Leo Haslam / Creature & Character Design
Modeling software used: ZBrush
What sparked your interest in creature and character design?
I’ve been a fan of sci-fi and monster movies ever since I was a kid. I think I had seen Robocop by the time I was six years old. I grew up with two older brothers, so I was always being exposed to movies that I probably shouldn’t have been watching at that age but I’m glad I was because it definitely shaped my design tastes. I’d say my biggest influence growing up was definitely HR Giger and the Alien movies.
What was the turning point in your career? or highlights or your career?
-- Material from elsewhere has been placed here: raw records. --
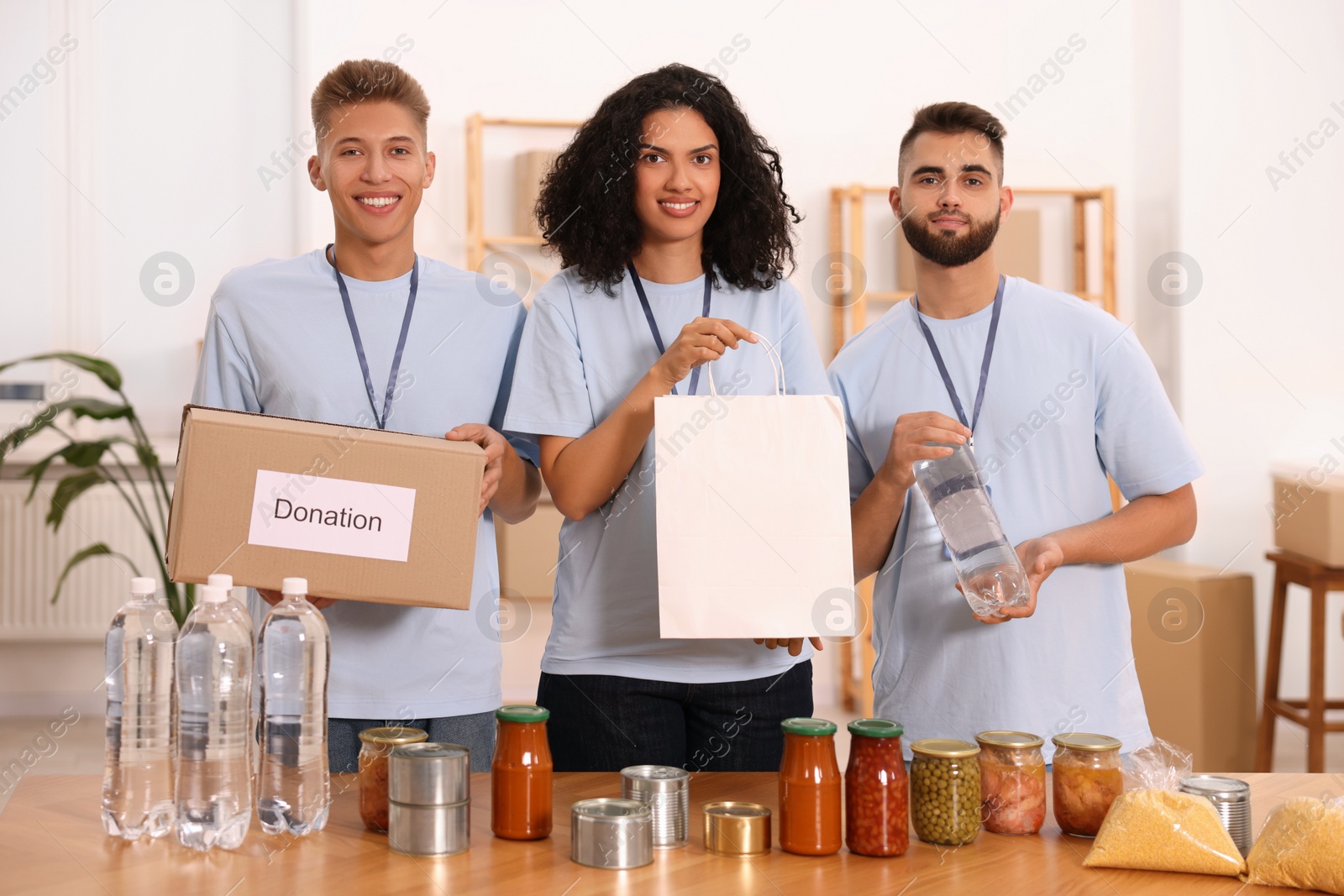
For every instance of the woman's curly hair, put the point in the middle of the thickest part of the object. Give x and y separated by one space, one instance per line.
586 204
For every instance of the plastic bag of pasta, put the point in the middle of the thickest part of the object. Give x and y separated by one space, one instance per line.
1301 846
1153 826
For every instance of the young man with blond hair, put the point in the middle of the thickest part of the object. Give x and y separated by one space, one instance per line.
1058 396
366 332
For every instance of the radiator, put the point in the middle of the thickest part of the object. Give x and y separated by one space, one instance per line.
31 558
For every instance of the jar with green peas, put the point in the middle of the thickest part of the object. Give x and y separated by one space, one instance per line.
945 792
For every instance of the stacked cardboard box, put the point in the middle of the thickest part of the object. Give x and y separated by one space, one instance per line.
1194 634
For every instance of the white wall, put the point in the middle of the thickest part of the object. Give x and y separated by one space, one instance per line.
1179 107
1260 344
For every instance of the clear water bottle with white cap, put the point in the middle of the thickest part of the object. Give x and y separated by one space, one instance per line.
295 656
233 605
988 567
214 723
138 789
241 613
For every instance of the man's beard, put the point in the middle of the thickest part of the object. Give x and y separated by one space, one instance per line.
951 248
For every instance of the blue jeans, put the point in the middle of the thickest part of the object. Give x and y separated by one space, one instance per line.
476 732
605 723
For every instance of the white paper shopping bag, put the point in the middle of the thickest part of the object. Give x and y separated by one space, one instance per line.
753 515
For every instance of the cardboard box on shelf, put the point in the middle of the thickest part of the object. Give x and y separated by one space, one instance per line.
1194 634
528 170
1310 516
530 553
363 515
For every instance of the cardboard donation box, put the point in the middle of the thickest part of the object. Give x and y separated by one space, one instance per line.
1310 516
1194 634
363 515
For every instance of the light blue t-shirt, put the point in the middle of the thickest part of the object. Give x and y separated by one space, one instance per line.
277 343
1070 398
582 352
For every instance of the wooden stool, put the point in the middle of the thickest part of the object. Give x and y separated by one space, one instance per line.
1319 578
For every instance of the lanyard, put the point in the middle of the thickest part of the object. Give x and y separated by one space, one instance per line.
360 343
654 325
984 364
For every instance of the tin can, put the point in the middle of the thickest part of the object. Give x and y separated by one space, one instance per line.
1231 797
429 831
612 833
429 774
667 790
737 829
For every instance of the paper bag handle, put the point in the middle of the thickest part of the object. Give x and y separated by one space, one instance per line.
770 352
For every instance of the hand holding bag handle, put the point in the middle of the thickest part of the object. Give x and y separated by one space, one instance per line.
776 367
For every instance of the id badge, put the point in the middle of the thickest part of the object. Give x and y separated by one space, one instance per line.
947 551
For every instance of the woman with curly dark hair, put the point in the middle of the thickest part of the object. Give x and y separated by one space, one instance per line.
669 217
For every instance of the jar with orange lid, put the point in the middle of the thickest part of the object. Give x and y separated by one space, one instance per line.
521 774
374 748
1088 778
877 790
1012 782
810 789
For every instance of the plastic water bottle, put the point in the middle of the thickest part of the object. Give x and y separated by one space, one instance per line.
233 605
214 699
988 567
295 658
138 795
239 610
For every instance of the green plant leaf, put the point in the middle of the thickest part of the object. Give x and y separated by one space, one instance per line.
81 406
105 371
97 550
67 490
82 454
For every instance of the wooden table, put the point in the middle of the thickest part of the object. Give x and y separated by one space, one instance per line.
51 842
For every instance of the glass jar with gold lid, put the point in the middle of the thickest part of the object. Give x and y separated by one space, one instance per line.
1086 777
1012 782
945 792
374 748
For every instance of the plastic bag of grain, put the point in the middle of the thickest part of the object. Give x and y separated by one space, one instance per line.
1301 846
1153 826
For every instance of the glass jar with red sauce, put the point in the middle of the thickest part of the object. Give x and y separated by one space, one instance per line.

Last year I was invited to give a lecture at IFCC in Croatia. IFCC is an awesome festival mainly geared around digital art in the entertainment industry. It was a great opportunity to meet fellow artists and make contacts in the games and film industry. I left the festival feeling inspired and with a renewed enthusiasm for concept design. Since then I have gone on to work on some cool projects, the highlight being some character designs for one of Neill Blomkamp’s Oats Studios shorts.
What is your primary 3D modeling software?
ZBrush. It was the first 3D software I used and it’s still my weapon of choice today. I always enjoyed sculpting while I was growing up and when I discovered ZBrush it just felt like a natural and intuitive transition into working digitally.
Where in the process do you use KeyShot?
Once I have everything sculpted and posed, I send the ZBrush project over to KeyShot via the ZBrush to KeyShot Bridge. Once in KeyShot, I set up a bunch of materials, camera angles and render passes and then move to Photoshop for polishing up and refining things.
What makes KeyShot an important tool to have?
KeyShot is, hands down, the easiest rendering software to use. When you add to that the fact that it renders great quality images in real-time, it becomes an indispensable tool to have.
What advice would you give to someone interested in doing what you do?
Just do what you love and keep doing it. If you love to make environment art then just focus on doing that. Don’t waste time trying to get good at something you don’t enjoy because if you get good at something you don’t enjoy you’ll end up working on things you don’t enjoy. Just focus on what you love and dedicate yourself to it.
Some of Leo’s amazing sculpts, taken from ZBrush to KeyShot, printed on his Ultimaker 2 3D printer then painted up.